Selecting a candidate who can hit the ground running and make a meaningful contribution is difficult enough, even with the best in-person onboarding and mentoring programs. Remote work while coping with a global crisis only makes finding the right person even more challenging.
Wondering how to hire the right employee and avoid costly hiring mistakes during challenging times? Here are some strategies you can employ during each stage of the hiring process when you’re seeking to hire the right person.
Take a closer look at resumes
Hiring managers always face the temptation to hire the candidate who interviews well, rather than the one with a more substantive resume. In times of crisis, focusing on the resume first is critical to hiring someone who can cope with the challenges that lie ahead.
Look for candidates whose resume demonstrates a ‘yes’ answer to the following three questions.
Is their experience directly relevant?
During a crisis period (and especially with remote work), your usual onboarding and mentoring programs are likely scaled back or non-existent, making it more challenging to bring a new hire up to speed.
Without these programs, it becomes even more critical that the candidate has prior experience doing the job so they can get started and be successful even with little formal guidance.
Have they successfully transitioned to other roles in the past?
In a time of crisis, the role you hire someone for today may look completely different in six months. Does their resume show signs that the candidate has successfully pivoted to new tasks and roles in the past? Candidates who have successfully transitioned through other roles in the past may be more resilient when faced with new challenges in the future.
Does their resume show growth over time?
Similar to how it’s important for a candidate to be able to transition, they also need to show signs that they’re capable of growing into larger and more complex responsibilities. A candidate who has hopped from one role to only similar other roles over the course of their career may struggle with larger, more complicated tasks that can come in a time of crisis. Look for candidates whose successive roles each demonstrate building on responsibility from the previous ones.
Revisit the interview process
One key for how to hire the right person in a time of crisis is to address the interview process itself. Whether you do
phone interviews, onsite interviews, or panel interviews, chances are your process will need a revamp in the age of remote work. In particular, you’ll want a format that works well with phone and video interviews.
Consider using the following common interview process to collect different perspectives on candidates’ qualifications, while also minimizing interviewer bias:
- Select a panel of interviewers to each conduct separate interviews. Each interviewer should bring a unique perspective to the table. Select at least three interviewers, including a potential coworker, their potential manager, and someone from a completely different department who can provide an outside perspective.
- Decide the objectives for each interviewer ahead of time. For example, the future coworker might ask questions about the candidate’s ability to perform the day-to-day job, while the interviewer from a different department might ask questions to assess how well the candidate will fit in with the company culture.

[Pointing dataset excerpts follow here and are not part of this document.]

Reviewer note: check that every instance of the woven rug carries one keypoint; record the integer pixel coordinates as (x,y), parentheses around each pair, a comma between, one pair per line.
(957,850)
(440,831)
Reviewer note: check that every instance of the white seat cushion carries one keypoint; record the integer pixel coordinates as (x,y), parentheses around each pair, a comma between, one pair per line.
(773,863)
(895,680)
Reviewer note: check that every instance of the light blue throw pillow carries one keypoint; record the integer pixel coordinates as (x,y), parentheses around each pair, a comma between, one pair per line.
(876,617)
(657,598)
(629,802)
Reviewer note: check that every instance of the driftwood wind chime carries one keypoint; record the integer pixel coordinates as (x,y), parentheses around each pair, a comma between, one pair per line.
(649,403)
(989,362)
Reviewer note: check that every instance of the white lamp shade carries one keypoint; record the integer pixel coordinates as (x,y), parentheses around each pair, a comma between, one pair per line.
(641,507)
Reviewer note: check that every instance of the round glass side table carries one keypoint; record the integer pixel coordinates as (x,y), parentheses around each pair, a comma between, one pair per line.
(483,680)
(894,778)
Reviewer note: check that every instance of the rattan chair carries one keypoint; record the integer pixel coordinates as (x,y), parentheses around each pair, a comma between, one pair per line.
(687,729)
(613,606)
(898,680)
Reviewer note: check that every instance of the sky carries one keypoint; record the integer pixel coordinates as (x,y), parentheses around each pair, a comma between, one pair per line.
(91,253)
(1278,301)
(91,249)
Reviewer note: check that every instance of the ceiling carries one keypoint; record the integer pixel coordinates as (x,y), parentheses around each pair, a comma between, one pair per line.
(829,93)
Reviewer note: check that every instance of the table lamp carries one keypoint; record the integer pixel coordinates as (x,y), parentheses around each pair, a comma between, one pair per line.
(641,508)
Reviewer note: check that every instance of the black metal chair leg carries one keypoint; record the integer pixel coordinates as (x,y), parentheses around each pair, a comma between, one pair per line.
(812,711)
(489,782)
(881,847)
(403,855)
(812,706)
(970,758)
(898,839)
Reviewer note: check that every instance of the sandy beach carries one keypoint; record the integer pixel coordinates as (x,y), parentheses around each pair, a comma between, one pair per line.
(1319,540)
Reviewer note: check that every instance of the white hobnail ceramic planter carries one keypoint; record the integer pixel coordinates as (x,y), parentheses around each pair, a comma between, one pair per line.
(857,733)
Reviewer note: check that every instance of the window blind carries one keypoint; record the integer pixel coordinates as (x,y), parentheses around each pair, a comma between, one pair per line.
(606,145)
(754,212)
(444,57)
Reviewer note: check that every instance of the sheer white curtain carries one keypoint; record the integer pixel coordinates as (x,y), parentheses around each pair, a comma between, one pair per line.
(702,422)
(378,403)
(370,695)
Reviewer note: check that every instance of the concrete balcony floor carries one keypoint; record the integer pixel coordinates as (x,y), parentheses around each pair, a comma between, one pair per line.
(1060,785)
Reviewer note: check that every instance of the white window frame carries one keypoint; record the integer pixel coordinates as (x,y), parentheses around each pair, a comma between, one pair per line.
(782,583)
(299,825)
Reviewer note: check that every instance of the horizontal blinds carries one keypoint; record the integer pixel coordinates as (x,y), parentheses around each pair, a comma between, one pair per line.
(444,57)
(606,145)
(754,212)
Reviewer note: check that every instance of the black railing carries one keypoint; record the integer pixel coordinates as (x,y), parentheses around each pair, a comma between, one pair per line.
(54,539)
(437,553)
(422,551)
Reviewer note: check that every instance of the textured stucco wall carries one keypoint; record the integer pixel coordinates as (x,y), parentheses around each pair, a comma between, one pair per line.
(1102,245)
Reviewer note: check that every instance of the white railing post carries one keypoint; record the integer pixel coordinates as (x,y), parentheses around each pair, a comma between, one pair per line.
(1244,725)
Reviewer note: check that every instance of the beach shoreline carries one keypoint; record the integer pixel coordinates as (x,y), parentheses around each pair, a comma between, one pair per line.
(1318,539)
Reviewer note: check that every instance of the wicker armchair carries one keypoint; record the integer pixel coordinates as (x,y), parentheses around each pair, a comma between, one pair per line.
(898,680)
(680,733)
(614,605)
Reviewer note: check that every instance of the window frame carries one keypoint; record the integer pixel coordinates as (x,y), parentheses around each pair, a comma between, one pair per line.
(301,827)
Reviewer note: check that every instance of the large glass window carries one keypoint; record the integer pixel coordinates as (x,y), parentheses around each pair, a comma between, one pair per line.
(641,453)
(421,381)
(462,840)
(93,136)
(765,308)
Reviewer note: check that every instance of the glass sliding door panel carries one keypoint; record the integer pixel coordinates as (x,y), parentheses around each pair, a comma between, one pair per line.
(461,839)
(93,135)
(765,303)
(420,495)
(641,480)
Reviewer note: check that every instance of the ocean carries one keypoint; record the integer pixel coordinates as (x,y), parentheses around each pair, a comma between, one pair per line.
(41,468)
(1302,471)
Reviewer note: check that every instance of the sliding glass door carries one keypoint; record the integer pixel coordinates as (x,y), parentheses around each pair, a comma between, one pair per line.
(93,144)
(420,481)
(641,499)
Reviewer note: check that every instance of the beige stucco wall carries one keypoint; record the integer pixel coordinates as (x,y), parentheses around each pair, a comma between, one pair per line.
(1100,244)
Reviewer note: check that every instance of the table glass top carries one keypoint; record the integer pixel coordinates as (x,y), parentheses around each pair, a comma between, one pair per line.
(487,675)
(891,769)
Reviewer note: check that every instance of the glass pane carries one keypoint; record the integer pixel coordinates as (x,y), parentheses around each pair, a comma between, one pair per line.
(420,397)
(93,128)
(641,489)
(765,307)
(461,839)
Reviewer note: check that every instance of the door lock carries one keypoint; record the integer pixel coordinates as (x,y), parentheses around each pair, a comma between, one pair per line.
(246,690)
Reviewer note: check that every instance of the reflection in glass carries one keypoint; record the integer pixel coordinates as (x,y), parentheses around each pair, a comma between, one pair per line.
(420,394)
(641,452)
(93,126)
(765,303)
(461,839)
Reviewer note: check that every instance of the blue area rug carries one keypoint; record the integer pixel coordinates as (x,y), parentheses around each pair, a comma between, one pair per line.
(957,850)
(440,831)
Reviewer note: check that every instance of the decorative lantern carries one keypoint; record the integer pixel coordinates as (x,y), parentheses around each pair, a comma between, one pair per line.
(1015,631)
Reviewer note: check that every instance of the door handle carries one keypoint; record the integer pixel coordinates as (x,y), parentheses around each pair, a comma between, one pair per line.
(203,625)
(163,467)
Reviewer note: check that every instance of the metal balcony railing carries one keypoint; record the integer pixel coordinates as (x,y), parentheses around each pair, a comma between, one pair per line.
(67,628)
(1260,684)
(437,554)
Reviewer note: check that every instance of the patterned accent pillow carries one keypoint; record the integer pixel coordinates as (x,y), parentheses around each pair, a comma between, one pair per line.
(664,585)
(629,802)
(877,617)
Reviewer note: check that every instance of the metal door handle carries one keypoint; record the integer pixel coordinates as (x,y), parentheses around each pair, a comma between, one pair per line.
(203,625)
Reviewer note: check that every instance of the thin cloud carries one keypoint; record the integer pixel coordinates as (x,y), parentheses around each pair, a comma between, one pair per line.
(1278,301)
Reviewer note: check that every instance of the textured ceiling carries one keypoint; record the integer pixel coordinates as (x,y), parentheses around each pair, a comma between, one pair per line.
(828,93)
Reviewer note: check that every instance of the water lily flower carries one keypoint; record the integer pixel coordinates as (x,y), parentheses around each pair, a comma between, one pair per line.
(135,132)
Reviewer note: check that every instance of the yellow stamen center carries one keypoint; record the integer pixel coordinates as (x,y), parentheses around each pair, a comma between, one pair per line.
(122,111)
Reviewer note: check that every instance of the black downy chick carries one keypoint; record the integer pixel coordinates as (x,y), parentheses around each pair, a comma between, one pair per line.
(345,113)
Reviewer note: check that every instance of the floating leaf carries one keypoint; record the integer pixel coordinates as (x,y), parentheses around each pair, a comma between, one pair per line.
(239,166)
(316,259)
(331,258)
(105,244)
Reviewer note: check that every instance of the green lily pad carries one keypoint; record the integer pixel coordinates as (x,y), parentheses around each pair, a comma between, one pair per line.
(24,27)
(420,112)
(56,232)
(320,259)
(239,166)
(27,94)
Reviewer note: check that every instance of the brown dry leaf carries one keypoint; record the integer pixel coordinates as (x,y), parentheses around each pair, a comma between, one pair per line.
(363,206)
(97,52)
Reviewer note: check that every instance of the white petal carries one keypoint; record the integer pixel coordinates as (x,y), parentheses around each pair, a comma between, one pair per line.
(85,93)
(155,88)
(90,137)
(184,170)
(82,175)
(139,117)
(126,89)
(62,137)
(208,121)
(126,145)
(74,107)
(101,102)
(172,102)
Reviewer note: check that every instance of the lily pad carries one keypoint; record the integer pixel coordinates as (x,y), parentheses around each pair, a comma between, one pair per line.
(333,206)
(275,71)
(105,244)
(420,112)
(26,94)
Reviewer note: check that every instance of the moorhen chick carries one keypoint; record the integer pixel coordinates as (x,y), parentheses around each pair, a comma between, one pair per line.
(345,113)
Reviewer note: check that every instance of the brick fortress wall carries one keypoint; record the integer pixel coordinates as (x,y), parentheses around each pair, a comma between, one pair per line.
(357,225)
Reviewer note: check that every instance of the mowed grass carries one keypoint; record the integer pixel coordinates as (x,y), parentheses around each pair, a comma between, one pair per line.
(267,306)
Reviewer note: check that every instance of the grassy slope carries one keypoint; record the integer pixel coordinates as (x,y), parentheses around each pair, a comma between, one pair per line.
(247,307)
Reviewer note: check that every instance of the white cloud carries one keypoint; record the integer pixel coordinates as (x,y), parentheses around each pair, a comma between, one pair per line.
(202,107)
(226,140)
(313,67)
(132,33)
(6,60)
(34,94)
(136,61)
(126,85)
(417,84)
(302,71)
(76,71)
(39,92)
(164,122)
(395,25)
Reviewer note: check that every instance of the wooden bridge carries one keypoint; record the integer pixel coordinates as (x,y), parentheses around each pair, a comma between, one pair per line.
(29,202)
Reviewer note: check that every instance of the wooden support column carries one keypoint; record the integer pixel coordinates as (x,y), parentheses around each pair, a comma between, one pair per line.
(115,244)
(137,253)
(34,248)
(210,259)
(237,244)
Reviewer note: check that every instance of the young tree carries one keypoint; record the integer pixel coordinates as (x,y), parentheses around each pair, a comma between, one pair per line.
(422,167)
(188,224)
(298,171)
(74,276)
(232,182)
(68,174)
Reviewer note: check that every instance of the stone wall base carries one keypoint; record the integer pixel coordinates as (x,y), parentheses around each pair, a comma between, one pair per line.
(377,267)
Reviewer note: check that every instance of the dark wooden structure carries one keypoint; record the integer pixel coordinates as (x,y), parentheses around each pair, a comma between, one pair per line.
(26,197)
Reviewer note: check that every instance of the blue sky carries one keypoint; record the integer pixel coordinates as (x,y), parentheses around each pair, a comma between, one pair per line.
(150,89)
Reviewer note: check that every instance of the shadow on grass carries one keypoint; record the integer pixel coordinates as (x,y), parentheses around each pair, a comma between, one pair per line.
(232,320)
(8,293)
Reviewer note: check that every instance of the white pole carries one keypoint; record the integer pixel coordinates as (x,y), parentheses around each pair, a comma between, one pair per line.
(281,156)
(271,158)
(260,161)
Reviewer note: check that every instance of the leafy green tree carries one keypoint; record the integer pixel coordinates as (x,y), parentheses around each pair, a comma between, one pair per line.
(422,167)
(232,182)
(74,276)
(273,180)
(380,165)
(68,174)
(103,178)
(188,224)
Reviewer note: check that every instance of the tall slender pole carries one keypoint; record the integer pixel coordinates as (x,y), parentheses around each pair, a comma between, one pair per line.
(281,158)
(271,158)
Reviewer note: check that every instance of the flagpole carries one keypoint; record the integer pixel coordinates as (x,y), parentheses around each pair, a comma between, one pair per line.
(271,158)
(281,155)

- Include questions in your interviews that focus on the candidate’s ability to work independently and figure out new and sometimes ambiguous tasks. A direct behavioral interview question can work well. For example, ‘Tell me about a time when you’ve had to get started on a difficult project with little guidance.’
- After the interview and before discussing the candidate, each interviewer should write down their impressions as well as their recommendation for ‘hire’ or ‘don’t hire.’ Writing down everyone’s impressions ahead of time will help you avoid unintentionally overlooking certain interview feedback.
- When discussing the candidate, focus on the facts. For example, instead of just ‘He’s a real go-getter’, try ‘In my interview, he gave this example of taking initiative in his previous job, which suggested to me he would be a real go-getter.’
There are many effective ways to conduct interviews, but the steps above lend themselves particularly well to remote work situations where one-on-one video conference interviews work best.
Raise your hiring bar
As you complete interviews and consider candidates, keep in mind that working in a time of crisis can be more difficult and require more qualified candidates. Someone skilled enough to be hired last year may not be up to this year’s challenges.
Use this crisis as an excuse to ‘raise the bar’ in your hiring. Resist the urge to hire a mediocre candidate just to fill a seat instead of hiring the right employee for the job. Better to struggle without a key hire for a few months than to fill the position quickly with someone who will struggle with the job long-term. Keep looking if you need to, and trust that the right person will come along.
Allow growth to come out of a crisis
Strong hiring skills are critical in a time of crisis, but they also have positive ramifications that last long after a new normal sets in. Being more thoughtful in your hiring today will gradually, with each new hire, strengthen your team and improve your work environment far into the future.